The American Association of Clinical Endocrinologists has come out with a new set of cholesterol guidelines for patients with diabetes. Some of these new target levels are numbers that practicing endocrinologists have been using for years, but others add an extra layer of precision to help clinicians determine the best treatments for patients with diabetes and elevated lipids.
The panel, which included Joslin’s Om Ganda, M.D., published their recommendations in the March/April 2012 issue of Endocrinology Practice. They set a target level of below 70mg/dl for LDL cholesterol for patients with diabetes with one additional risk factor for cardiovascular disease (CAD) whether or not they actually have established CAD. Previously, the goal of 70mg/dl was used only for those who were already diagnosed with heart disease.
LDL cholesterol, (moniker the “bad” cholesterol) stands for low density lipoprotein and is responsible for the build up of dangerous cholesterol plaques in the arteries. High LDL levels raise the risk of heart attack. Other risk factors include:
High blood pressure
High blood cholesterol
Being physically inactive
Having a family history of early heart disease
Age (45 or older for men, 55 or older for women)
Beyond measuring LDL, the panel recommends checking non-HDL cholesterol, which includes LDL and triglyceride levels, as well as measuring apoliproprotein B (apoB) levels in patients who take lipid lowering medications.
ApoB is a major component of LDL It is a protein that allows the LDL particle to bind to the receptors on the target cells and deliver the cholesterol. ApoB is a maker of both LDL particle number and, indirectly, particle size.
The size of LDL cholesterol particles is important since smaller, denser LDL particles are thought have greater oxidative potential (when fat is oxidized substances called free radicals are formed which are damaging to cells). Checking apoB allows physicians to make sure that the medicines they are prescribing are working to reduce the number of LDL particles.
In addition, the guidelines recommend a target of 40mg/dl or greater for HDL cholesterol. High density lipoproteins are responsible for carrying excess cholesterol away form the arteries to be disposed of in the stool. HDL is often called “the good cholesterol.”
Other recommendations focused on the type of medications to use. Statins maintain their place as the primary group of drugs to treat hyperlipidemia but AACE does support the use of fibrates for those with elevated triglycerides and low HDL, after LDL goals are achieved. They also postulate a role for niacin in those patients with low HDL levels who also have elevated LDL.
A previous long-term study, Atherothrombosis Intervention in Metabolic Syndrome with Low HDL Cholesterol/High Triglyceride and Impact on Global Health Outcomes (AIM-HIGH) discounted the benefit of raising HDL levels with niacin in patients with normalized LDL.

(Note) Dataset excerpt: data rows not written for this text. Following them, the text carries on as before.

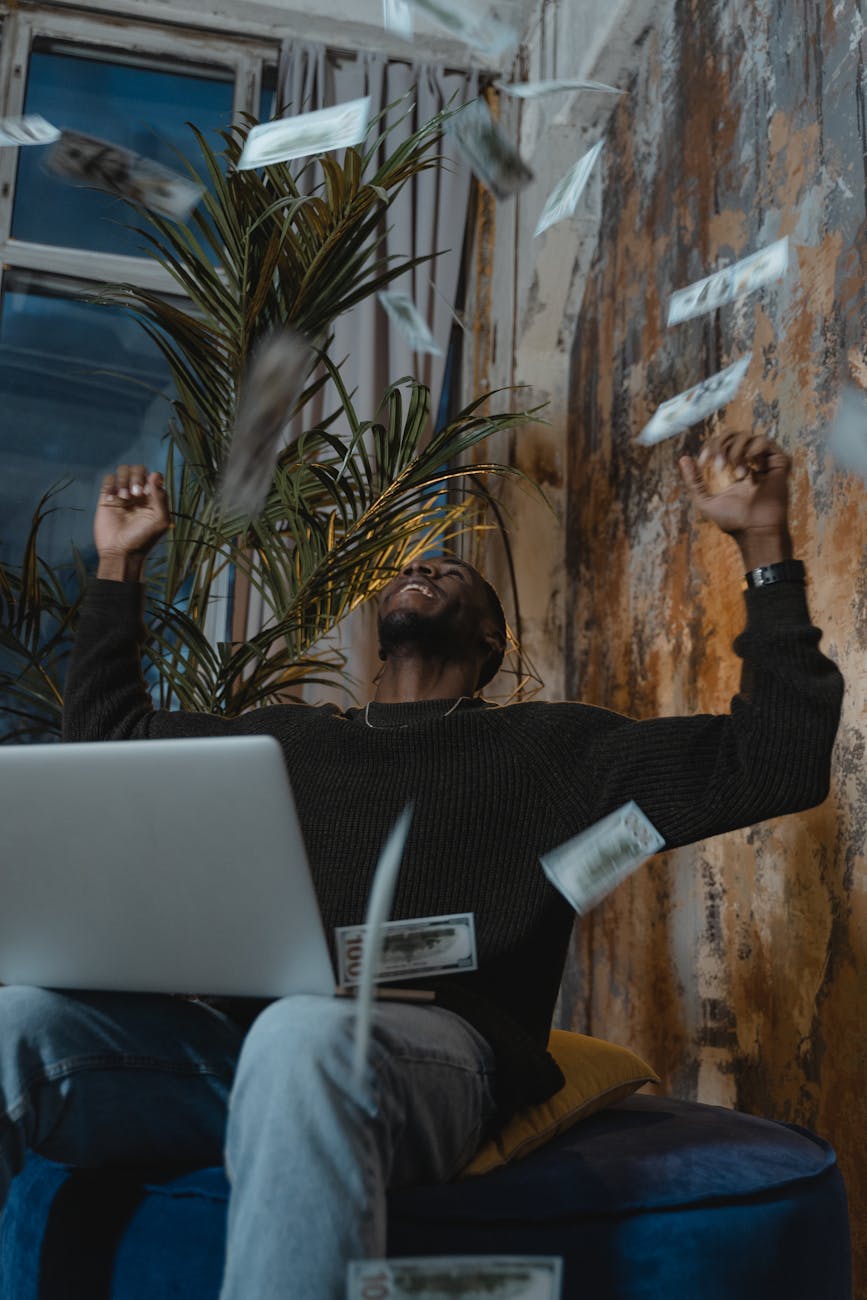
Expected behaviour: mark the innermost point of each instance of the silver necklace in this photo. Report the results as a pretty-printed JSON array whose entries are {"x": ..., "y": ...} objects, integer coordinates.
[{"x": 401, "y": 726}]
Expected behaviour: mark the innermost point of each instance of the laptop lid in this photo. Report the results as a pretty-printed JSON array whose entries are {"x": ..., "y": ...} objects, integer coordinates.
[{"x": 156, "y": 866}]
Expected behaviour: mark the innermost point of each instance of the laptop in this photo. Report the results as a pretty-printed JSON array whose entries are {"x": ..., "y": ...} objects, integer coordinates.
[{"x": 160, "y": 866}]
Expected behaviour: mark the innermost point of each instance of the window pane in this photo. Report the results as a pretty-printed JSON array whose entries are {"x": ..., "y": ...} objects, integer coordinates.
[
  {"x": 141, "y": 108},
  {"x": 83, "y": 389}
]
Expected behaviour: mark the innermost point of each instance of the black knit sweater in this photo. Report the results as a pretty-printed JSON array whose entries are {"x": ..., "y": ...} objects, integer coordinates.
[{"x": 495, "y": 787}]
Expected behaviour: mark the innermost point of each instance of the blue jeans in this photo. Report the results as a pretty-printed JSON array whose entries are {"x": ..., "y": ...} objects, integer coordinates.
[{"x": 99, "y": 1079}]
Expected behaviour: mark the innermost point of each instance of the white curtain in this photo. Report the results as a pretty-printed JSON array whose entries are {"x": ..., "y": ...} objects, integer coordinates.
[{"x": 429, "y": 216}]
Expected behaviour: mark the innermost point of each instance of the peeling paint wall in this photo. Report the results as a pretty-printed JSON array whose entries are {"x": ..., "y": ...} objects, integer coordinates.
[{"x": 736, "y": 966}]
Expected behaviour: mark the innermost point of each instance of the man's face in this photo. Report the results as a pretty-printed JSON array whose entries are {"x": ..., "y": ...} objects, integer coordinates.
[{"x": 439, "y": 602}]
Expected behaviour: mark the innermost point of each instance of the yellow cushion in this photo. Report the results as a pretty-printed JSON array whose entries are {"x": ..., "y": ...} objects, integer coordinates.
[{"x": 597, "y": 1074}]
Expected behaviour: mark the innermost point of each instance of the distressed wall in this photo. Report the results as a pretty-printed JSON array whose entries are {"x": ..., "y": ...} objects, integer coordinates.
[{"x": 736, "y": 966}]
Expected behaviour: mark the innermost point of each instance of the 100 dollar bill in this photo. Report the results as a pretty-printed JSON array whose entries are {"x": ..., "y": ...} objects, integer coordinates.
[
  {"x": 308, "y": 133},
  {"x": 536, "y": 90},
  {"x": 471, "y": 1277},
  {"x": 271, "y": 390},
  {"x": 490, "y": 155},
  {"x": 406, "y": 316},
  {"x": 564, "y": 196},
  {"x": 30, "y": 129},
  {"x": 694, "y": 404},
  {"x": 736, "y": 281},
  {"x": 467, "y": 22},
  {"x": 96, "y": 163},
  {"x": 848, "y": 440},
  {"x": 590, "y": 865},
  {"x": 411, "y": 949}
]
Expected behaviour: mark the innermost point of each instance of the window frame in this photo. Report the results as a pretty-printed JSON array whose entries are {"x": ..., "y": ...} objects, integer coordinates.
[
  {"x": 82, "y": 269},
  {"x": 243, "y": 57}
]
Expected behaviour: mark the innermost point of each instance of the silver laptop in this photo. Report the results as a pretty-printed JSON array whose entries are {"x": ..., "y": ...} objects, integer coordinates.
[{"x": 156, "y": 866}]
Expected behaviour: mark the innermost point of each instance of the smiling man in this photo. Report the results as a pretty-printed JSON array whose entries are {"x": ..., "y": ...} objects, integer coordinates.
[{"x": 98, "y": 1078}]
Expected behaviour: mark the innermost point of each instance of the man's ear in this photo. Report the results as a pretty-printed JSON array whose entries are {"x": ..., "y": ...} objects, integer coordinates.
[{"x": 494, "y": 642}]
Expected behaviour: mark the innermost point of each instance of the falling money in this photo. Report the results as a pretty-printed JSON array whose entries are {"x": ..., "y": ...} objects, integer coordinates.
[
  {"x": 26, "y": 130},
  {"x": 411, "y": 949},
  {"x": 564, "y": 196},
  {"x": 397, "y": 16},
  {"x": 103, "y": 165},
  {"x": 268, "y": 397},
  {"x": 536, "y": 90},
  {"x": 694, "y": 404},
  {"x": 724, "y": 286},
  {"x": 480, "y": 30},
  {"x": 848, "y": 440},
  {"x": 468, "y": 1277},
  {"x": 590, "y": 865},
  {"x": 491, "y": 157},
  {"x": 403, "y": 312},
  {"x": 378, "y": 908},
  {"x": 310, "y": 133}
]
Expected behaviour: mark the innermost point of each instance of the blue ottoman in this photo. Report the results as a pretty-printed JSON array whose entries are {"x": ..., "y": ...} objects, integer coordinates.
[{"x": 649, "y": 1200}]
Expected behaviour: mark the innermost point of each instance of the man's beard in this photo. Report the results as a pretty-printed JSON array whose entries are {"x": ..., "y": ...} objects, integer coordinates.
[{"x": 402, "y": 628}]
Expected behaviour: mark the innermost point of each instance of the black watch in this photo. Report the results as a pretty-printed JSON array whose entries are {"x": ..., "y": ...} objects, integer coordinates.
[{"x": 784, "y": 571}]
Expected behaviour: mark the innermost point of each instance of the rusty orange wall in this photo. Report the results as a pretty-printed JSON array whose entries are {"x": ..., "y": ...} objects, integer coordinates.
[{"x": 736, "y": 966}]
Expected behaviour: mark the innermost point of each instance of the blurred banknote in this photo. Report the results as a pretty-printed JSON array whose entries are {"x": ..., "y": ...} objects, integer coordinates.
[
  {"x": 310, "y": 133},
  {"x": 564, "y": 196},
  {"x": 694, "y": 404},
  {"x": 403, "y": 312},
  {"x": 378, "y": 908},
  {"x": 411, "y": 949},
  {"x": 848, "y": 440},
  {"x": 87, "y": 160},
  {"x": 31, "y": 129},
  {"x": 536, "y": 90},
  {"x": 724, "y": 286},
  {"x": 271, "y": 388},
  {"x": 463, "y": 1277},
  {"x": 589, "y": 866},
  {"x": 467, "y": 21},
  {"x": 397, "y": 16},
  {"x": 490, "y": 155}
]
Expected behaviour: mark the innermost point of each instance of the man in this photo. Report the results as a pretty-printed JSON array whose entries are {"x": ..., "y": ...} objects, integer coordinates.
[{"x": 92, "y": 1079}]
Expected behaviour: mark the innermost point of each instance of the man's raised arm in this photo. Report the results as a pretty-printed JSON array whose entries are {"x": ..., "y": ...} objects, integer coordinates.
[
  {"x": 703, "y": 775},
  {"x": 105, "y": 696}
]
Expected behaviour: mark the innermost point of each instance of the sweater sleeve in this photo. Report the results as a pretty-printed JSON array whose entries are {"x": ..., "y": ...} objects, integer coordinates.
[
  {"x": 105, "y": 696},
  {"x": 709, "y": 774}
]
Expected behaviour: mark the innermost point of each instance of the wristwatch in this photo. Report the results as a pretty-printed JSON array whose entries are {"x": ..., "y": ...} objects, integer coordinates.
[{"x": 784, "y": 571}]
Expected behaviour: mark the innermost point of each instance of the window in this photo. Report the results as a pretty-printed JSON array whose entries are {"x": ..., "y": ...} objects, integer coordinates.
[{"x": 82, "y": 386}]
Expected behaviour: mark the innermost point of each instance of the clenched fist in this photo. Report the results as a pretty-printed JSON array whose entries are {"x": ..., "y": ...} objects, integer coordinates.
[
  {"x": 754, "y": 508},
  {"x": 131, "y": 516}
]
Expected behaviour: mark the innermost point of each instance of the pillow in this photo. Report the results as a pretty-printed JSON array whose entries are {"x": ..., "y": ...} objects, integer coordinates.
[{"x": 597, "y": 1074}]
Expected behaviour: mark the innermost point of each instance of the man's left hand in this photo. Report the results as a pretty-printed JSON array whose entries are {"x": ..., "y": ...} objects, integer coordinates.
[{"x": 754, "y": 508}]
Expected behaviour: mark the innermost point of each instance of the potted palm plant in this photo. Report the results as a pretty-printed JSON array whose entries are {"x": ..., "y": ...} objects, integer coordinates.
[{"x": 345, "y": 508}]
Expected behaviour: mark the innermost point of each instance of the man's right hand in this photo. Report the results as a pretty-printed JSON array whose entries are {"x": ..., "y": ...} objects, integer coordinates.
[{"x": 131, "y": 516}]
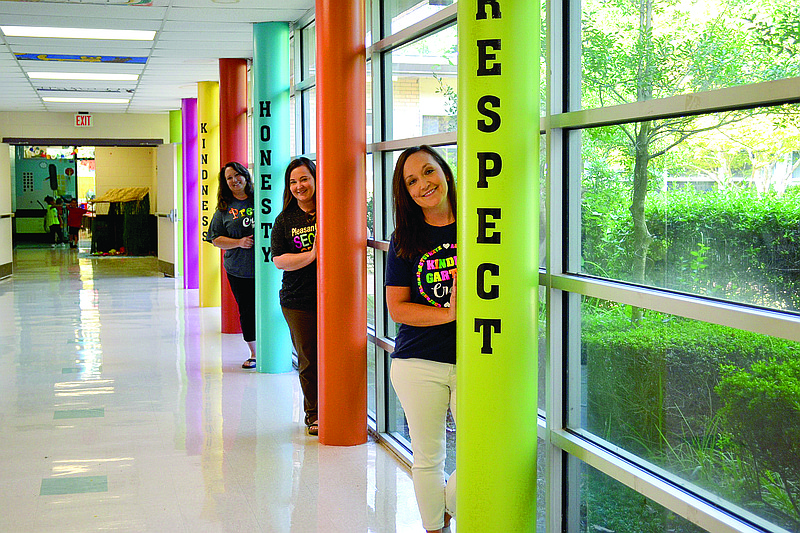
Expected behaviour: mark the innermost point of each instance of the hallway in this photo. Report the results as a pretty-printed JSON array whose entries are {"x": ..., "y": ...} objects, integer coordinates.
[{"x": 122, "y": 408}]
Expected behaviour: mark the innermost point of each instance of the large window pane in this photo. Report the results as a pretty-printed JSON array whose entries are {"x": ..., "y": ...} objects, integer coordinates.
[
  {"x": 607, "y": 505},
  {"x": 308, "y": 51},
  {"x": 716, "y": 406},
  {"x": 709, "y": 205},
  {"x": 424, "y": 97},
  {"x": 634, "y": 51},
  {"x": 404, "y": 13},
  {"x": 310, "y": 120}
]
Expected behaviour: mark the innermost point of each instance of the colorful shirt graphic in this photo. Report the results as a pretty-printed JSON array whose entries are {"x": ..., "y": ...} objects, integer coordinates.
[
  {"x": 236, "y": 222},
  {"x": 430, "y": 278}
]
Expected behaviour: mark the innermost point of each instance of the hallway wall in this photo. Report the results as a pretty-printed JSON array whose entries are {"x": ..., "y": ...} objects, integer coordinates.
[{"x": 125, "y": 166}]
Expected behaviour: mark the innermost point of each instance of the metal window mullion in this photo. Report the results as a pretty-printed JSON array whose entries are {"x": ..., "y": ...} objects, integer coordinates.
[
  {"x": 555, "y": 458},
  {"x": 762, "y": 94},
  {"x": 435, "y": 139},
  {"x": 416, "y": 31},
  {"x": 666, "y": 494},
  {"x": 740, "y": 316}
]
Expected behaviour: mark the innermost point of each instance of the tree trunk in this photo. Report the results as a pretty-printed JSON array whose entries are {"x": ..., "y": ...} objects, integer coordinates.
[
  {"x": 641, "y": 235},
  {"x": 644, "y": 91}
]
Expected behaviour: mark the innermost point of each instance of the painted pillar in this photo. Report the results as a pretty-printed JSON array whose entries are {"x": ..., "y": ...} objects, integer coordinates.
[
  {"x": 191, "y": 195},
  {"x": 208, "y": 137},
  {"x": 271, "y": 149},
  {"x": 498, "y": 186},
  {"x": 175, "y": 131},
  {"x": 341, "y": 221},
  {"x": 232, "y": 147}
]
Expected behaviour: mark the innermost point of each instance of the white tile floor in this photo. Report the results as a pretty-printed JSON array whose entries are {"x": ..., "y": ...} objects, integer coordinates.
[{"x": 122, "y": 408}]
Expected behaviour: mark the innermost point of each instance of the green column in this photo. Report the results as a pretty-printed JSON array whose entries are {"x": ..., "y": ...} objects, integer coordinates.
[
  {"x": 271, "y": 153},
  {"x": 498, "y": 187}
]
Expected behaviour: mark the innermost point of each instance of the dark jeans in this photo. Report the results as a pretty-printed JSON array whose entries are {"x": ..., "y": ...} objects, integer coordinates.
[
  {"x": 303, "y": 327},
  {"x": 244, "y": 292},
  {"x": 57, "y": 234}
]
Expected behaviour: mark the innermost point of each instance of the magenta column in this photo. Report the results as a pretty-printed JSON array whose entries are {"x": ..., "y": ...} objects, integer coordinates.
[
  {"x": 232, "y": 147},
  {"x": 191, "y": 195},
  {"x": 342, "y": 222}
]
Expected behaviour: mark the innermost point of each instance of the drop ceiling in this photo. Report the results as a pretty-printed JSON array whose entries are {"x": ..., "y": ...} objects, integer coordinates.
[{"x": 191, "y": 36}]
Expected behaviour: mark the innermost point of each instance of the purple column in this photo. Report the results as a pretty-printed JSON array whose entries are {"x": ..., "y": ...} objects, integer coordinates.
[{"x": 191, "y": 196}]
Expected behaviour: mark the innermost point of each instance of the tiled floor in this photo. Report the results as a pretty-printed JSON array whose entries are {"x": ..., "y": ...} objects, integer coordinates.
[{"x": 122, "y": 408}]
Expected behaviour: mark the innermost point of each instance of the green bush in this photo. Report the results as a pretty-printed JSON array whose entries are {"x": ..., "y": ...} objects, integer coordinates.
[
  {"x": 762, "y": 415},
  {"x": 653, "y": 385},
  {"x": 674, "y": 392},
  {"x": 730, "y": 244}
]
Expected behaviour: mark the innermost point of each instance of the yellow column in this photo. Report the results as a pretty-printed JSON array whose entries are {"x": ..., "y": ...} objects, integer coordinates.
[{"x": 208, "y": 140}]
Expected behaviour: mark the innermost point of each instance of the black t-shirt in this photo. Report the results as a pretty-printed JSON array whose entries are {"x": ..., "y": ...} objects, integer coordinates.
[
  {"x": 430, "y": 277},
  {"x": 294, "y": 231},
  {"x": 235, "y": 222}
]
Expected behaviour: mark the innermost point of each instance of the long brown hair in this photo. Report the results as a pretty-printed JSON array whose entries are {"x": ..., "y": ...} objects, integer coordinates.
[
  {"x": 288, "y": 198},
  {"x": 409, "y": 219},
  {"x": 224, "y": 194}
]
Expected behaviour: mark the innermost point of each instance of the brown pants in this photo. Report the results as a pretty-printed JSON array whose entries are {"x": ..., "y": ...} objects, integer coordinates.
[{"x": 303, "y": 328}]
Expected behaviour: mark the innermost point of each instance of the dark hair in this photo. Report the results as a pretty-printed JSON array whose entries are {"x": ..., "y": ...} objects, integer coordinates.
[
  {"x": 224, "y": 194},
  {"x": 296, "y": 163},
  {"x": 409, "y": 241}
]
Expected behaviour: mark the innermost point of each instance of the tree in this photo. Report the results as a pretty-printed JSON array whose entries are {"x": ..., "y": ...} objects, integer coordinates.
[{"x": 639, "y": 50}]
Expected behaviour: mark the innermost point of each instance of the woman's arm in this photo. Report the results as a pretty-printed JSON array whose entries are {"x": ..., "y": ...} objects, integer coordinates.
[
  {"x": 228, "y": 243},
  {"x": 404, "y": 311}
]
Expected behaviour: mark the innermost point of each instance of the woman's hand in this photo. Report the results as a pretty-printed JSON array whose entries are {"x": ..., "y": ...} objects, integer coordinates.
[{"x": 452, "y": 308}]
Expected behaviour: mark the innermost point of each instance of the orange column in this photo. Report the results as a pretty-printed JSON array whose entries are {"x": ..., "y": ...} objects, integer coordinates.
[
  {"x": 232, "y": 147},
  {"x": 341, "y": 222}
]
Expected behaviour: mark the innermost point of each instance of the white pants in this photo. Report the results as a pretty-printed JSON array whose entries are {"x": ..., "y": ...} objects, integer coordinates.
[{"x": 426, "y": 389}]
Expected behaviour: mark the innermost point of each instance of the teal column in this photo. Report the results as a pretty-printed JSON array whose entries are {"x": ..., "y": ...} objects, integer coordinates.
[
  {"x": 271, "y": 153},
  {"x": 498, "y": 188}
]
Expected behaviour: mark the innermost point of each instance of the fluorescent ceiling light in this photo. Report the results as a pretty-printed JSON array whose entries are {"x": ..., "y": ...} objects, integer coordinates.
[
  {"x": 62, "y": 100},
  {"x": 78, "y": 33},
  {"x": 82, "y": 76}
]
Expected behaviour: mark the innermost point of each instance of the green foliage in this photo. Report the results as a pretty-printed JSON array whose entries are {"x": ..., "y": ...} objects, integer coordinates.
[
  {"x": 674, "y": 391},
  {"x": 762, "y": 414},
  {"x": 732, "y": 244}
]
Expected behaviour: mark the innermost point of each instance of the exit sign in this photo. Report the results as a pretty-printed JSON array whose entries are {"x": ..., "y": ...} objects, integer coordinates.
[{"x": 83, "y": 120}]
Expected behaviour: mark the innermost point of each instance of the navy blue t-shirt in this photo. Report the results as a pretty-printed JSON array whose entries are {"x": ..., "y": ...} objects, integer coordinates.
[
  {"x": 430, "y": 277},
  {"x": 235, "y": 222}
]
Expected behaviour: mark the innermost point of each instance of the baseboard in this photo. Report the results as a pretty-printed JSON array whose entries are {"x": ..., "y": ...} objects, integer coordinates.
[{"x": 167, "y": 268}]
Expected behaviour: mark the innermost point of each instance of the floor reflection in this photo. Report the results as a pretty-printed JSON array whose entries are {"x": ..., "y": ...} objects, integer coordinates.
[{"x": 123, "y": 408}]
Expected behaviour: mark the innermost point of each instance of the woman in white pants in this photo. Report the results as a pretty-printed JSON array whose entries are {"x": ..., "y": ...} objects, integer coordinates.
[{"x": 421, "y": 297}]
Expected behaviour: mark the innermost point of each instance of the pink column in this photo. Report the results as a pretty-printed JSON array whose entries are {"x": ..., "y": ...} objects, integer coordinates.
[
  {"x": 232, "y": 147},
  {"x": 191, "y": 195}
]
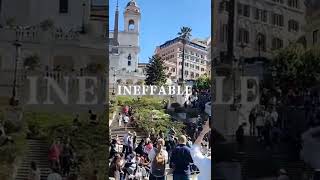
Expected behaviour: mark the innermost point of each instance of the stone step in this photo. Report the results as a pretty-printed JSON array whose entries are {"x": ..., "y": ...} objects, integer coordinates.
[{"x": 38, "y": 152}]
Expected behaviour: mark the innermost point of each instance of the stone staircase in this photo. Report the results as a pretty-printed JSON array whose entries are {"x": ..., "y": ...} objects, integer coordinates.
[
  {"x": 121, "y": 132},
  {"x": 257, "y": 162},
  {"x": 38, "y": 152}
]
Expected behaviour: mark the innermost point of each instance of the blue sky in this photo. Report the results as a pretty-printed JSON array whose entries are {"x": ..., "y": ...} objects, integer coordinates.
[{"x": 161, "y": 21}]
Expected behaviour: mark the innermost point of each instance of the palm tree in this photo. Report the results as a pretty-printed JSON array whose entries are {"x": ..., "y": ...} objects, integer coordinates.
[{"x": 184, "y": 34}]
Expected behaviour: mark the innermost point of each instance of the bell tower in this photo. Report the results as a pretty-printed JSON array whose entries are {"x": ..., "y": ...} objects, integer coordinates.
[{"x": 132, "y": 17}]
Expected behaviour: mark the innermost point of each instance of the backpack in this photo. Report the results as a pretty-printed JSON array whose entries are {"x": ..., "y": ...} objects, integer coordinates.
[{"x": 158, "y": 164}]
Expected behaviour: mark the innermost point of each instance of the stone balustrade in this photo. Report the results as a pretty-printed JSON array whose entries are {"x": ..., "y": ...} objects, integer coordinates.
[{"x": 310, "y": 152}]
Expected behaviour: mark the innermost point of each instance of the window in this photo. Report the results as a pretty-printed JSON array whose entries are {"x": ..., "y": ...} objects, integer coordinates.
[
  {"x": 261, "y": 15},
  {"x": 277, "y": 19},
  {"x": 223, "y": 6},
  {"x": 224, "y": 33},
  {"x": 293, "y": 3},
  {"x": 315, "y": 36},
  {"x": 243, "y": 36},
  {"x": 244, "y": 10},
  {"x": 131, "y": 25},
  {"x": 63, "y": 6},
  {"x": 293, "y": 26},
  {"x": 277, "y": 43},
  {"x": 261, "y": 42},
  {"x": 192, "y": 74}
]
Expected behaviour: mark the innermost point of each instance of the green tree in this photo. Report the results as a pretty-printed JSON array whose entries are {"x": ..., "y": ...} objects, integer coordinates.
[
  {"x": 184, "y": 34},
  {"x": 32, "y": 62},
  {"x": 203, "y": 82},
  {"x": 296, "y": 67},
  {"x": 155, "y": 71}
]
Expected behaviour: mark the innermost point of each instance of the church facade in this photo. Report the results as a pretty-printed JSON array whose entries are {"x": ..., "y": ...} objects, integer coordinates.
[{"x": 124, "y": 47}]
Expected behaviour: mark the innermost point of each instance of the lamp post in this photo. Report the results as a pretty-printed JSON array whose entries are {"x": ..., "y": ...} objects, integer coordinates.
[
  {"x": 83, "y": 16},
  {"x": 114, "y": 79},
  {"x": 13, "y": 101},
  {"x": 242, "y": 46}
]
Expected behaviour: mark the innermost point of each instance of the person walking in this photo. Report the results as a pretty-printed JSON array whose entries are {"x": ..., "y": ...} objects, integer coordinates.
[
  {"x": 158, "y": 158},
  {"x": 34, "y": 173},
  {"x": 252, "y": 121},
  {"x": 120, "y": 119},
  {"x": 125, "y": 121},
  {"x": 181, "y": 160},
  {"x": 202, "y": 162},
  {"x": 54, "y": 155},
  {"x": 240, "y": 137},
  {"x": 54, "y": 175},
  {"x": 125, "y": 147},
  {"x": 67, "y": 155},
  {"x": 259, "y": 124}
]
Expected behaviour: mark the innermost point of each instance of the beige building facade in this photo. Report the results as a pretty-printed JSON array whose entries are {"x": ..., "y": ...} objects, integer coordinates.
[
  {"x": 196, "y": 58},
  {"x": 261, "y": 26}
]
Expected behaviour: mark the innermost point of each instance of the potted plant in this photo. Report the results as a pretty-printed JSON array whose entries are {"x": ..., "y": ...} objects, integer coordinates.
[
  {"x": 11, "y": 22},
  {"x": 47, "y": 24},
  {"x": 31, "y": 62}
]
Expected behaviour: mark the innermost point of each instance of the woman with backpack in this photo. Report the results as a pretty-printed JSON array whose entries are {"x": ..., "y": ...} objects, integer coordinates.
[{"x": 159, "y": 158}]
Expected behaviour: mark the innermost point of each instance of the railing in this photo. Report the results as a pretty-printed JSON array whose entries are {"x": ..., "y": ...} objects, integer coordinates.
[{"x": 36, "y": 34}]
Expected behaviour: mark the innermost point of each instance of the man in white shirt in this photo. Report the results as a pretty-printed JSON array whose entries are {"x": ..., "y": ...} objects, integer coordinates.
[
  {"x": 274, "y": 116},
  {"x": 158, "y": 156},
  {"x": 125, "y": 142},
  {"x": 202, "y": 162},
  {"x": 54, "y": 175}
]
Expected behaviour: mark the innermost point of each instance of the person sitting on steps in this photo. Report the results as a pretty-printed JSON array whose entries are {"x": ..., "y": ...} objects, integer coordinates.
[
  {"x": 93, "y": 119},
  {"x": 4, "y": 139}
]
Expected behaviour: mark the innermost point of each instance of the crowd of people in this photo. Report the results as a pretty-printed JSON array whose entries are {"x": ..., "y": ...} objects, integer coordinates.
[
  {"x": 62, "y": 157},
  {"x": 264, "y": 123},
  {"x": 158, "y": 154}
]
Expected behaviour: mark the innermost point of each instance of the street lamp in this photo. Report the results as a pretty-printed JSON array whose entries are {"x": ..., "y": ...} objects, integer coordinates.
[
  {"x": 83, "y": 17},
  {"x": 242, "y": 46},
  {"x": 114, "y": 79},
  {"x": 13, "y": 101}
]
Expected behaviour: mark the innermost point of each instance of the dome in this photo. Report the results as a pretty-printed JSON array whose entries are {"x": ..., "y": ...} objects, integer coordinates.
[
  {"x": 132, "y": 7},
  {"x": 132, "y": 3}
]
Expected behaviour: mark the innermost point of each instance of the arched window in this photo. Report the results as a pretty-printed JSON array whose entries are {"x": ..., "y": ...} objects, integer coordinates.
[
  {"x": 131, "y": 25},
  {"x": 129, "y": 60},
  {"x": 277, "y": 43},
  {"x": 261, "y": 42},
  {"x": 293, "y": 25}
]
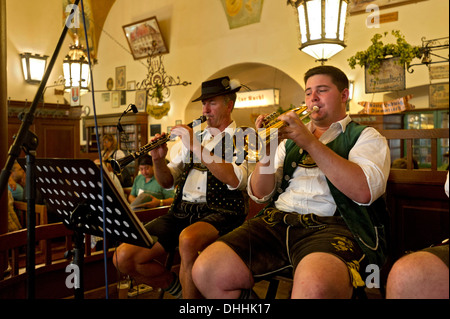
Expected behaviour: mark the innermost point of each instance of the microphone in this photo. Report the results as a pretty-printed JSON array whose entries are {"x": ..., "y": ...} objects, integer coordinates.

Dr. Ganda states, “The role of raising HDL after achieving the LDL goals is still an unsettled question. In AIM-HIGH, the HDL levels achieved with Niacin were relatively modest. A newer class of drugs, currently in development, has the potential to safely raise HDL-cholesterol to a much greater extent than that achieved by niacin.”
The focus of the endocrine community reminds us that diabetes is not just a disease of insulin shortage and glucose control. Diabetes has a fundamental impact on cardiac health. Knowing your lipid numbers (cholesterol, LDL, HDL and TGs) is just as important as knowing your A1C.